Speaking with Xtra West after his election as president, Coolen says Vancouver Pride’s status as “probably the premier single-day event” in the city means it’s lucky to be able to attract sponsorships. He notes, however, that as costs increase, it’s going to be harder for sponsors to “give us the dollars.”
“What is the city going to do?” he asks.
“I would hazard a guess that more than half of the parade do not recognize themselves as GBLT. I think at least 250,000 people come from other communities of our city and of our Lower Mainland, and we’re entertaining them for three hours. That’s something that the city needs to stand behind in a bigger way,” Coolen says.
In presenting the treasurer’s report, Coolen noted that the 2008 parade entry fees “went up quite a bit,” adding that this was the first time the parade lost money since his involvement with it. Coolen, who has been involved with the parade as a director for the last three years, says the bill from the city more than doubled.
“The reality is we did increase the parade route, which required more street closures, more signage, more police, so I get that that’s what it is,” he acknowledged.
According to the report, the parade cost the Pride Society just over $56,000 to stage this year, $20,000 of which went to the city for assorted fees.
“The original bill from the city for the parade was $30,000,” Coolen notes, “but they gave us a grant for $10,000 so we ended up paying $20,000.”
Last year, the Pride Society spent just over $33,000 to put on the parade, of which approximately $10,000 went to city fees, Coolen estimates.
This year’s city requirement for more fencing in more areas along the parade route cost the Pride Society at least an extra $10,000, he says.
“Last year, we were lucky because we got a real break because the city was on strike. They didn’t charge us the full amount because a lot of the services were done by management who couldn’t bill us for what they did,” Coolen points out.
“Excuse me for saying so, but this is a great time to talk to some of those people who want to run the city in the next couple weeks, and [tell] them that the Pride Society shouldn’t be paying that much to put on a one-day celebration for the city,” Coolen told the AGM crowd.

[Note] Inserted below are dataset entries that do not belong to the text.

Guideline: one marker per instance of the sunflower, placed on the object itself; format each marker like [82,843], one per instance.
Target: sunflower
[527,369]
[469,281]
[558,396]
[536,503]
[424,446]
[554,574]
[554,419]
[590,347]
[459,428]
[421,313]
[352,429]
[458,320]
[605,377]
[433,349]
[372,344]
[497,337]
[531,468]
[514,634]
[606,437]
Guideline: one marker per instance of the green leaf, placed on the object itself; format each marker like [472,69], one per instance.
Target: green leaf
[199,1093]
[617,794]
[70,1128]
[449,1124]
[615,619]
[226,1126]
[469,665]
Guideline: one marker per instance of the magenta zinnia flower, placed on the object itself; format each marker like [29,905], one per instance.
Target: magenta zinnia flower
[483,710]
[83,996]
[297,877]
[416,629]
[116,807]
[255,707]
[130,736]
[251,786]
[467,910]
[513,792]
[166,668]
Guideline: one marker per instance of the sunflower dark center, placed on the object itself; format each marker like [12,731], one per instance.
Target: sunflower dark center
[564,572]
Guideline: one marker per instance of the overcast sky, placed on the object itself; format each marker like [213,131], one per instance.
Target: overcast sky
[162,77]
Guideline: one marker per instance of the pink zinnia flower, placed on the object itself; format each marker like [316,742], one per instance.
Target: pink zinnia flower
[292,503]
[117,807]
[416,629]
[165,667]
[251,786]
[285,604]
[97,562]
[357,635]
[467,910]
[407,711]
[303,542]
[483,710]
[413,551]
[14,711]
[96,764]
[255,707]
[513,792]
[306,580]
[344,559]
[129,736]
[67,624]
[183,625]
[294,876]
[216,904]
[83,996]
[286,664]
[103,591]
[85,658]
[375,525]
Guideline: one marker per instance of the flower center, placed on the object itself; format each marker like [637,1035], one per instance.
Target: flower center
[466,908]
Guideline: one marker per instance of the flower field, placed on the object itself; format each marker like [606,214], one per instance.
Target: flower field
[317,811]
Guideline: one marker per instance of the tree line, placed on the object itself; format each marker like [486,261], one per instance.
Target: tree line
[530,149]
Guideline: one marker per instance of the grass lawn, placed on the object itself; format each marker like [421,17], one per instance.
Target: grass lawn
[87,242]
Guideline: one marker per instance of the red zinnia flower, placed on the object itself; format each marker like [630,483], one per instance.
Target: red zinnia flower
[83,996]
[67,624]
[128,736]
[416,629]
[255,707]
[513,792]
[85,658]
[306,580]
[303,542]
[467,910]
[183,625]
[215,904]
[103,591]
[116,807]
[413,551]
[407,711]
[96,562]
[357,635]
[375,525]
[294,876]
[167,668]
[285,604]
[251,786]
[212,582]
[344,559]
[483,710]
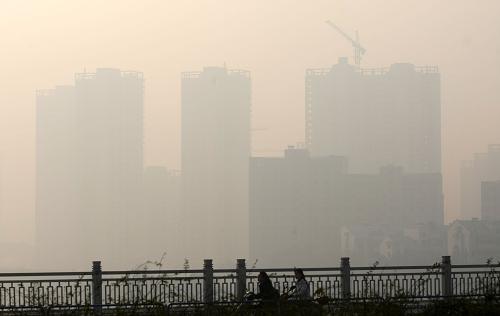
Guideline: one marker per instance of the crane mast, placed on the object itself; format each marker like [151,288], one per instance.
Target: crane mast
[358,49]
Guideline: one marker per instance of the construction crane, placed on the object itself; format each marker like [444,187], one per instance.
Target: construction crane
[358,49]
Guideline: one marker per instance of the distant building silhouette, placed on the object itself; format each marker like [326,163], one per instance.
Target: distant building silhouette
[490,200]
[160,225]
[375,117]
[89,166]
[56,206]
[423,243]
[299,203]
[473,241]
[484,167]
[215,157]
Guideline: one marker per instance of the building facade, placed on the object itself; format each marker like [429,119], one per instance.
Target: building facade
[215,156]
[298,204]
[490,200]
[89,167]
[483,167]
[375,117]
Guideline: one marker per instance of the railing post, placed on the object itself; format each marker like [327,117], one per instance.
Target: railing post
[345,277]
[241,279]
[446,286]
[208,281]
[97,287]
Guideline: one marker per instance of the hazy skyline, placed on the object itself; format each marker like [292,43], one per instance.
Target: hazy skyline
[45,42]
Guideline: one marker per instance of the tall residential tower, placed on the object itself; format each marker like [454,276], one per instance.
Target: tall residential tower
[375,117]
[215,161]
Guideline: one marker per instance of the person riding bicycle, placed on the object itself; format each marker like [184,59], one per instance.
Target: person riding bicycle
[301,288]
[267,292]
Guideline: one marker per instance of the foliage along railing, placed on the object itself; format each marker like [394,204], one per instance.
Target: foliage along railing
[142,287]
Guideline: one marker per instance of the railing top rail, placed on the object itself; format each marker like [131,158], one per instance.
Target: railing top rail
[179,271]
[28,274]
[474,266]
[23,282]
[292,269]
[153,278]
[396,268]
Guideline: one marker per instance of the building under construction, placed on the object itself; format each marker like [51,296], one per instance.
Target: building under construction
[375,117]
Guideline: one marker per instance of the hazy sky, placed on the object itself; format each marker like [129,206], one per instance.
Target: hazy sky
[43,43]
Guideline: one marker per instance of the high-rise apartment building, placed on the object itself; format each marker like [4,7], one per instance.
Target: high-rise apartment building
[298,204]
[490,200]
[56,212]
[483,167]
[89,166]
[375,117]
[215,157]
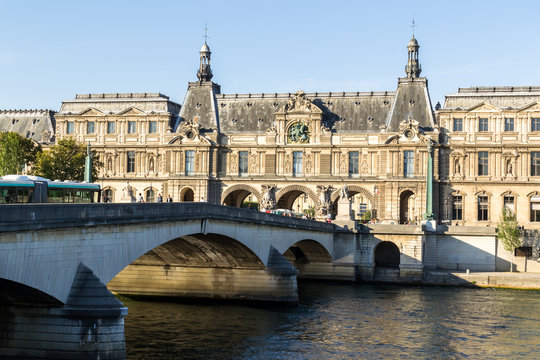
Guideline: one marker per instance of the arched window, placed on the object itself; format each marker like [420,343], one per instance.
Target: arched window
[150,195]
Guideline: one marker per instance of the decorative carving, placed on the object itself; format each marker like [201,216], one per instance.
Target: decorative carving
[323,200]
[234,163]
[191,129]
[298,102]
[409,128]
[253,163]
[287,163]
[364,167]
[298,133]
[344,194]
[308,163]
[343,163]
[269,197]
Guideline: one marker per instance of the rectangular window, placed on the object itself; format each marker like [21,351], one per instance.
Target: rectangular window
[130,161]
[457,207]
[408,163]
[297,163]
[508,124]
[483,124]
[243,161]
[483,206]
[535,163]
[70,127]
[90,127]
[132,127]
[509,203]
[353,163]
[483,163]
[535,208]
[458,124]
[535,124]
[190,162]
[152,127]
[111,127]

“Over the last three years, the government we have at city hall has been trying to —my understanding is —reformulate the process in the application associated with being deemed a civic event,” Boychuk said in response to a question about achieving civic status. “At this point, there is no application, there is no way of applying” despite the many approaches made to different city politicians and departments.

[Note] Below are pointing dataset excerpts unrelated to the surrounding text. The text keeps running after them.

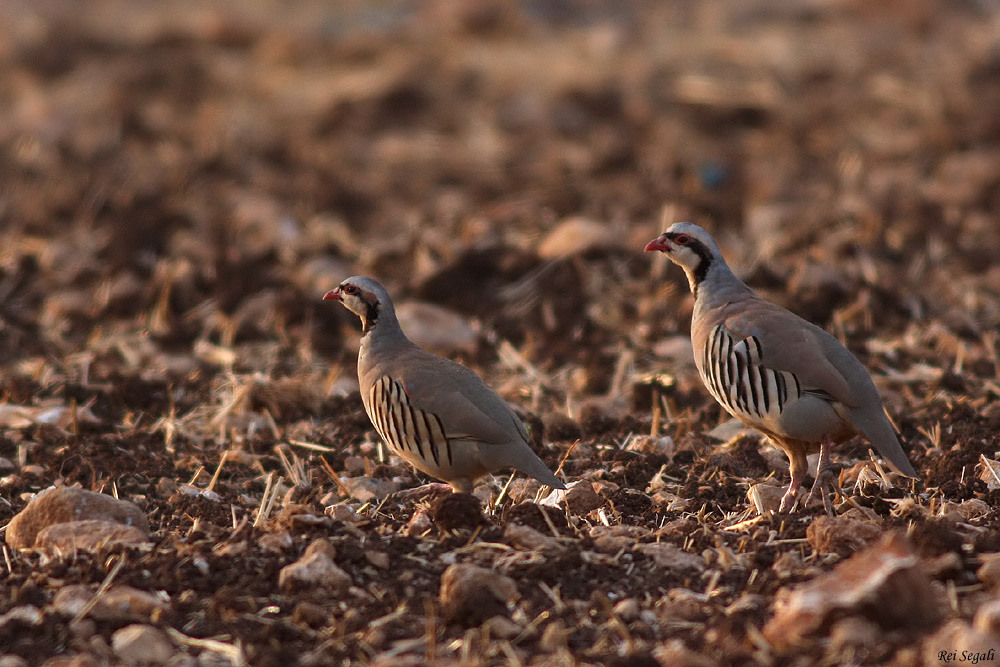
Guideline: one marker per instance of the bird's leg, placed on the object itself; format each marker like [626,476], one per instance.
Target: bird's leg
[797,465]
[824,478]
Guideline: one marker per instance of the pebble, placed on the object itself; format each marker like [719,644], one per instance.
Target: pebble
[526,537]
[471,594]
[315,570]
[63,504]
[365,488]
[379,559]
[989,572]
[581,499]
[578,235]
[127,604]
[676,654]
[887,573]
[25,614]
[766,498]
[628,609]
[987,618]
[840,535]
[90,536]
[670,557]
[142,645]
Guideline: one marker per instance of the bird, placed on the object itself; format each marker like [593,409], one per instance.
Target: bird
[773,370]
[433,412]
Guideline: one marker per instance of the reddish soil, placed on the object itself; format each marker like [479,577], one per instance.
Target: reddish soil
[181,184]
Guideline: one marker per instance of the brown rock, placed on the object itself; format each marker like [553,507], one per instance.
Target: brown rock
[578,235]
[674,653]
[127,604]
[142,645]
[884,583]
[839,535]
[471,594]
[989,571]
[853,633]
[79,660]
[987,618]
[453,511]
[315,570]
[64,504]
[526,537]
[582,499]
[91,536]
[672,558]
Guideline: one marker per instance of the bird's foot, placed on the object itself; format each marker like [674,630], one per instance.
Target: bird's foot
[788,500]
[825,484]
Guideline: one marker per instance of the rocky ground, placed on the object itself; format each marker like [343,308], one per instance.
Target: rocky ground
[181,183]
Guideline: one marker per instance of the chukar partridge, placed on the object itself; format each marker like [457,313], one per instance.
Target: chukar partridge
[431,411]
[773,370]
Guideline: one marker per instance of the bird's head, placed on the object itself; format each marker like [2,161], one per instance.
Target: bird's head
[362,296]
[689,246]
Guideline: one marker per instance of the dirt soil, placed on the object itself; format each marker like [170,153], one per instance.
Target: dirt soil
[182,182]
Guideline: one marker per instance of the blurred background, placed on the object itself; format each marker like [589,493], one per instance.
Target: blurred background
[182,181]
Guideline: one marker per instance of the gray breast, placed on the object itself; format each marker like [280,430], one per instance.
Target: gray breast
[409,431]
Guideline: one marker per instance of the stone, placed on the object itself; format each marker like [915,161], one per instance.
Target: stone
[379,559]
[365,488]
[314,570]
[64,504]
[142,645]
[581,499]
[840,535]
[989,571]
[766,498]
[987,618]
[578,235]
[884,584]
[628,609]
[25,614]
[470,594]
[670,557]
[90,536]
[526,537]
[673,653]
[127,604]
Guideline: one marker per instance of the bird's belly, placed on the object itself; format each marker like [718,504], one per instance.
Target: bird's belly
[810,418]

When Xtra West asked the Vision Vancouver, COPE and NPA council candidates how city hall can best support Vancouver’s growing Pride celebrations, most of the eight Vision candidates specifically pointed to the possibility of designating Pride a civic event.
COPE’s Ellen Woodsworth also supported such a measure. Not one of the 10 NPA candidates brought up the idea of according Pride civic status.

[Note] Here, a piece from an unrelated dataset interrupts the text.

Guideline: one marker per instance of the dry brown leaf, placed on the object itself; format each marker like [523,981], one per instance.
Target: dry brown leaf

Despite losing money on the parade itself, as well as the post-parade festival, East Side Pride and the inaugural Davie St Dance Party, the Pride Society finished the year with a net income of about $18,000.
The Davie St Dance Party made just over $67,000 in gross revenues from beer sales, entry fees and sponsorship, says Boychuk. But it cost almost $63,000 to stage, including beer and equipment expenses and the $10,000 flat fee paid to John Donnelly and Associates to manage the event. Subtract the profit sharing agreements with Donnelly and Smart Cookie Consulting on top of that and the event made a net profit of $500 before insurance costs, according to Boychuk.
But those standard insurance costs are allocated evenly across all the Pride Society events, Boychuk explains, so it’s not as if the Davie St Dance Party cost the community any money —despite its $2,087.87 loss recorded in the Society’s financial statement.
“Did it cost the community anything? No,” he insists. “Did it cost the VPS anything? No.”
What it offers is a blueprint for the community to move forward in the future with a street party for Pride, says Boychuk.
Next year, adds Coolen, the Pride Society board will decide whether the street party should be produced in-house or contracted out once again.
Apart from pressing the city to help reduce the cost of putting on Pride, Coolen says another priority is to instill more awareness of Pride’s history and the queer community’s history in general.
“[Pride] was 17 people marching down the street and having things thrown at them, and booed and hissed. They weren’t dancing with their underwear on top of loudspeakers and having all that fun, and I think that we really need to pay homage to that,” he says.
He would also like to see Vancouver Pride start doing more outreach to the 17 other Prides in BC.
In other business, the Pride Society passed motions to establish a committee to explore in-house the rebranding of the organization’s logo; to review the Society’s existing constitution and bylaws; and to hire an administration assistant to serve from January to October 2009.
Apart from Coolen’s election, a new treasurer and eight new directors were voted in to serve two-year terms on the Pride board.